The 382 ET cases and 392 controls were similar with respect to age, gender and other demographic variables. BMI was lower in ET cases than controls [26.7 ± 5.0 (median = 26.2) vs. 27.7 ± 5.6 (median = 26.7), P = 0.03] despite the fact that the daily caloric intake was marginally higher in ET cases than controls (P = 0.09). In ET cases, BMI was not associated with tremor severity (Spearman's r = -0.02, P = 0.66) but, among younger onset ET cases, longer tremor duration was associated with lower BMI (Spearman's r = -0.14, P = 0.049).
The observed lower BMI in ET is consistent with the neurodegenerative hypothesis of ET. The data also suggest that some mechanism other than decreased daily caloric intake or an involuntary movement-related increased burning of calories is likely to account for this case-control difference.
越来越多的证据表明,特发性震颤(ET)是一种神经退行性疾病。体重指数(BMI)降低是许多神经退行性疾病的临床特征,但关于ET患者BMI的文献报道较少。
在哥伦比亚大学医学中心,特发性震颤病例和对照被纳入一项ET环境流行病学研究。采用标准方案测量体重和身高;BMI为体重(千克)除以身高(米的平方)。使用威尔特半定量食物频率问卷计算每日卡路里摄入量(千卡)。用临床评分量表评估震颤严重程度(总震颤评分,范围0 - 36)。
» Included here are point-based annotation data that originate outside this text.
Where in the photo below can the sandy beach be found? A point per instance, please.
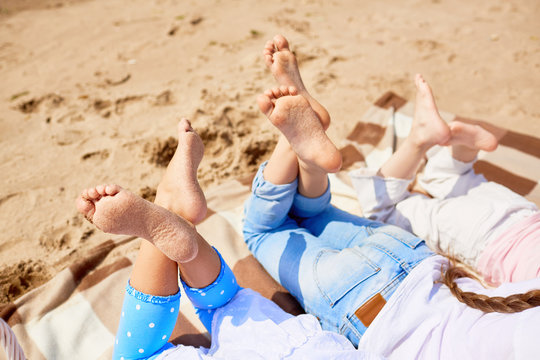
(91, 91)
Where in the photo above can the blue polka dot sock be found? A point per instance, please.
(213, 296)
(146, 323)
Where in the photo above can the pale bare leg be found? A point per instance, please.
(180, 192)
(283, 65)
(179, 189)
(294, 117)
(428, 129)
(468, 139)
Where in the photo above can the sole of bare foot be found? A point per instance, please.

382例ET病例和392例对照在年龄、性别和其他人口统计学变量方面相似。尽管ET病例的每日热量摄入量略高于对照(P = 0.09),但ET病例的BMI低于对照[26.7±5.0(中位数 = 26.2)对27.7±5.6(中位数 = 26.7),P = 0.03]。在ET病例中,BMI与震颤严重程度无关(斯皮尔曼相关系数r = -0.02,P = 0.66),但在发病年龄较轻的ET病例中,震颤持续时间较长与较低的BMI相关(斯皮尔曼相关系数r = -0.14,P = 0.049)。
ET患者中观察到的较低BMI与ET神经退行性假说一致。数据还表明,除了每日热量摄入减少或与非自主运动相关的热量消耗增加之外,可能还有其他机制导致这种病例对照差异。